My Accessibility Stack and the future on Wayland

Hello there, I’m not too familiar with the innards of KDE and where to post this-- Here’s hoping I’m in the right place. I’m also dropping this on the GNOME Discourse at the same time. Just trying to get some eyes on it. It’s about the situation of accessibility on Wayland, and how soon I’ll no longer be able to use my favorite desktop environment once X11 support has been removed.

Let me know if there’s a particularly good person to get eyes on this article. @ngraham I’m pinging you in particular, as I’ve been watching your community engagement work from the sidelines for years now and you seem like you’ll definitely know the right person to get in touch with. (Not to mention that I quote you in particular…)

My Accessibility Stack and the future on Wayland – Insane Rambles About Technology

6 Likes

Thanks for writing that. I can feel your apprehension and disappointment, and those are 101% valid emotions to feel over this situation.

I can’t make any promises, but the information in this post is on my radar screen. I’ll see what options are available.

1 Like

I think it’s definitely on our TODO list to make sure apps with “Adversarial accessibility” (I like that phrase) can exist.

Whether Tanon specifcially gets Wayland support isn’t something that we can really be in control of, especially given the maintainer comments. I get the frustration, everyone is frustrated with everyone. Nor can we be in control of getting to a point where things work on all desktops.

But we can see what we can do.

I installed Talon and did some quick inspection. The API docs are lacking, we can reverse engineer a bit with Scripting → REPL which gives an interactive console, but it’s probably easier to see what scripts actually use by grepping the community scripts.

grepping function calls in Talon community scripts led to the following:

  • talon.ui.active_app

  • talon.ui.active_window

  • talon.ui.active_workspace

  • talon.ui.apps

  • talon.ui.launch

  • talon.ui.main_screen

  • talon.ui.register

  • talon.ui.screen_containing

  • talon.ui.screens

  • talon.ui.switch_workspace

  • talon.ui.windows

All of these are basically just the task manager protocol.

Granted this isn’t very standardised. We (KDE) could pivot to the wl_roots one with our stuff extended on top.

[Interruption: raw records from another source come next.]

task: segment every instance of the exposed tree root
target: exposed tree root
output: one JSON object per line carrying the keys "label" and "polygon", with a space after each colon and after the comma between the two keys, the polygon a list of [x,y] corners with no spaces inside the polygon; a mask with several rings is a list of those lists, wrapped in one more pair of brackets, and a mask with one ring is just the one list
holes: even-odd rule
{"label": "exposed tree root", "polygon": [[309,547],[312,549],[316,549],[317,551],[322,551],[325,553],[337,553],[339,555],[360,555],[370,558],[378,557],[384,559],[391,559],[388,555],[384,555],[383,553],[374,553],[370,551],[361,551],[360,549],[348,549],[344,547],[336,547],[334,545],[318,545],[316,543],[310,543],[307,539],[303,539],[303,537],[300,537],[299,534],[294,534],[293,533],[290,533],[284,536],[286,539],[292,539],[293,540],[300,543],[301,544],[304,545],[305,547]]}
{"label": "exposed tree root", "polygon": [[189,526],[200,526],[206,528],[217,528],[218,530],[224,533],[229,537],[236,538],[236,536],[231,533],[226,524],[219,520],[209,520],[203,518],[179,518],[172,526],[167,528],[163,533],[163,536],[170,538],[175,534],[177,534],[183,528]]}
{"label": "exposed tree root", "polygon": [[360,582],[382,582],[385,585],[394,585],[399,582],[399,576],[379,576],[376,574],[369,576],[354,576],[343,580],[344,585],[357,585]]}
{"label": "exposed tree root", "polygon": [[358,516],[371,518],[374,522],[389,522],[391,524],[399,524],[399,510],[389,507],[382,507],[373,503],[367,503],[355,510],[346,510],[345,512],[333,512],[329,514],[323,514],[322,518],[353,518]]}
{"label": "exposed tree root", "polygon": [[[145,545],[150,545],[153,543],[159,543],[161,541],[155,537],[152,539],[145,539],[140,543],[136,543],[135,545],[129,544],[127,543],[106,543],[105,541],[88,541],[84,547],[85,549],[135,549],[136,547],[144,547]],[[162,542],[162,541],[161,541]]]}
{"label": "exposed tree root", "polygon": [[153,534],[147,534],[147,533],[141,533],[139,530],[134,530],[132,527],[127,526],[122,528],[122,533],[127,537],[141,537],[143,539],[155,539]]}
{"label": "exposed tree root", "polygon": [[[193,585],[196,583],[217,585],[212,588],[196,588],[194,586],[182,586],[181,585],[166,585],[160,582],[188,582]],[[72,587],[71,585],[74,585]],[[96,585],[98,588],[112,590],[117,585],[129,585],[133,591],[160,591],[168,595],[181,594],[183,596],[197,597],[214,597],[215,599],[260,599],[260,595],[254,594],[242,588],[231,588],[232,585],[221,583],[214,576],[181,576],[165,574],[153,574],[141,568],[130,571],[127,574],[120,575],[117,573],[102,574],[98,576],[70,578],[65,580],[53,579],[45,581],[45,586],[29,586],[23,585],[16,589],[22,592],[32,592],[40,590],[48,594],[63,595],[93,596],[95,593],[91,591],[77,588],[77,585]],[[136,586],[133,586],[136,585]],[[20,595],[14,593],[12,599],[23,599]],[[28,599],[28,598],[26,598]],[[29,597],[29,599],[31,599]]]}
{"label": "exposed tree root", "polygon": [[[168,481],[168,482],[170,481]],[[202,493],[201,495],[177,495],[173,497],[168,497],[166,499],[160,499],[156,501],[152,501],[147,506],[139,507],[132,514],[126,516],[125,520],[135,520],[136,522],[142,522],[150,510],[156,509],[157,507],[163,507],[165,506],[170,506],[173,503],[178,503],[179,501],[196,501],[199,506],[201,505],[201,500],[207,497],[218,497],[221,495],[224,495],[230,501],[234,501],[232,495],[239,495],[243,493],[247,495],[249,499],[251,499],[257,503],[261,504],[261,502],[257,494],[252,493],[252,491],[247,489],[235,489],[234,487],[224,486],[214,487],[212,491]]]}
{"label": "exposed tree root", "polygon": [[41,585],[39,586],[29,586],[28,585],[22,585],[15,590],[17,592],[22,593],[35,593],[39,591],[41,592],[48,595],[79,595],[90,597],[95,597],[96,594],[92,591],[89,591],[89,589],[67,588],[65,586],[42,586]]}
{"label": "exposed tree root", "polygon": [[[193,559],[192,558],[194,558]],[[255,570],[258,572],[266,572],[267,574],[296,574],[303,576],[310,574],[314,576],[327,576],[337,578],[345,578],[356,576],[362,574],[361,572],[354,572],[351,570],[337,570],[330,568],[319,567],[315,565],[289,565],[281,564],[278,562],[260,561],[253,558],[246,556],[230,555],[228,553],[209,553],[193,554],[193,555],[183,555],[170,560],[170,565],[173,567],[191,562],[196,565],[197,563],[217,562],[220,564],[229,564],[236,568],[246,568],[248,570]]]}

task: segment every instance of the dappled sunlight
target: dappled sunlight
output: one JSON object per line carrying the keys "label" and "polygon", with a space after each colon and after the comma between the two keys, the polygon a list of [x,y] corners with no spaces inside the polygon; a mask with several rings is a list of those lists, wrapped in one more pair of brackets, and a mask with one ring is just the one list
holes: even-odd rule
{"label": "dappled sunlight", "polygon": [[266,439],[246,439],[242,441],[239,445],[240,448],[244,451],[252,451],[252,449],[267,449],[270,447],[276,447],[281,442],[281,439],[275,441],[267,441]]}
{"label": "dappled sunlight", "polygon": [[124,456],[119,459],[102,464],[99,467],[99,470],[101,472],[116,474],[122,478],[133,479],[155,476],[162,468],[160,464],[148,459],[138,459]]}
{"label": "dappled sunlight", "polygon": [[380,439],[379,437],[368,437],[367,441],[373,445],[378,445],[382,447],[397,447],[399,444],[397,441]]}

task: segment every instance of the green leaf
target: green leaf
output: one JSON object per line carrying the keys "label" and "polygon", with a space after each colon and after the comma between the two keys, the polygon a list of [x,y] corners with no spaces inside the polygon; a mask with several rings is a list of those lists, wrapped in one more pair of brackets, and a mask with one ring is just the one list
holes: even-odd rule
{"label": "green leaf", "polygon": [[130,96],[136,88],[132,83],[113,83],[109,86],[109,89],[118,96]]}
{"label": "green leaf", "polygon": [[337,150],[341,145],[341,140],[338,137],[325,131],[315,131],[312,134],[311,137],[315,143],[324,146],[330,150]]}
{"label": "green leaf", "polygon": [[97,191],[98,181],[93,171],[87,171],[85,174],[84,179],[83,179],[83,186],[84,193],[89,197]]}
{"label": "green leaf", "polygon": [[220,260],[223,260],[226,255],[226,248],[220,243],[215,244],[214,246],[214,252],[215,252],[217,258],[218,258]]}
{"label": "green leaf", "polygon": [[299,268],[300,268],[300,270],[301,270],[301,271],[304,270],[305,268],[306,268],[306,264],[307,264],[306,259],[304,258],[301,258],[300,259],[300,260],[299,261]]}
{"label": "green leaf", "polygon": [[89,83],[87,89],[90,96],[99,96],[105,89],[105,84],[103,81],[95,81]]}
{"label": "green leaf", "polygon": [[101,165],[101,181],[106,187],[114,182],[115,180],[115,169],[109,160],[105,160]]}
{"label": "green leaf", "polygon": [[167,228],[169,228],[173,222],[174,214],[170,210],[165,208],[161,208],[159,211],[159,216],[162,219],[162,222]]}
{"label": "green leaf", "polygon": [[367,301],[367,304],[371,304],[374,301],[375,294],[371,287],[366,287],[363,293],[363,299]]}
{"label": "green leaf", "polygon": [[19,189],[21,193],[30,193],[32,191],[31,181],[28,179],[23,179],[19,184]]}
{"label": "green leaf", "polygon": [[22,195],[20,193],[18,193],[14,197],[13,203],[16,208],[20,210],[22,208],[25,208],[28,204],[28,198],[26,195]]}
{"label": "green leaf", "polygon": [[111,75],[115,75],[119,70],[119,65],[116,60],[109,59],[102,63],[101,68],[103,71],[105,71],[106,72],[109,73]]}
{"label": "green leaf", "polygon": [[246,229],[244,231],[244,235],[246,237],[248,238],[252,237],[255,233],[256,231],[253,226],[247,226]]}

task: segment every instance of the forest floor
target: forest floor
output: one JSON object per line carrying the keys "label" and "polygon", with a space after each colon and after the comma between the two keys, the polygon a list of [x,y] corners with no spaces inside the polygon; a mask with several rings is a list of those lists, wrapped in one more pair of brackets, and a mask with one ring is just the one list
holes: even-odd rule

It’s a lot of boring churn to get to the same result, but if it helps fix all these it might be worth it.

  • talon.actions.key
  • talon.actions.insert
  • talon.actions.user.formatted_text
  • talon.actions.sleep
  • talon.actions.user.emacs
  • talon.actions.user.idea
  • talon.actions.user.vscode
  • talon.actions.edit.left
  • talon.actions.edit.selected_text
  • talon.actions.user.paste probably just yolos control+v

With 95% of calls being just action.key

This one has docs! It’s super trivial: key() action | Talon Community Wiki
It’s relatively straightforward, sends a keysym to the active app. It doesn’t seem to support sending to artbitrary apps which makes life easy.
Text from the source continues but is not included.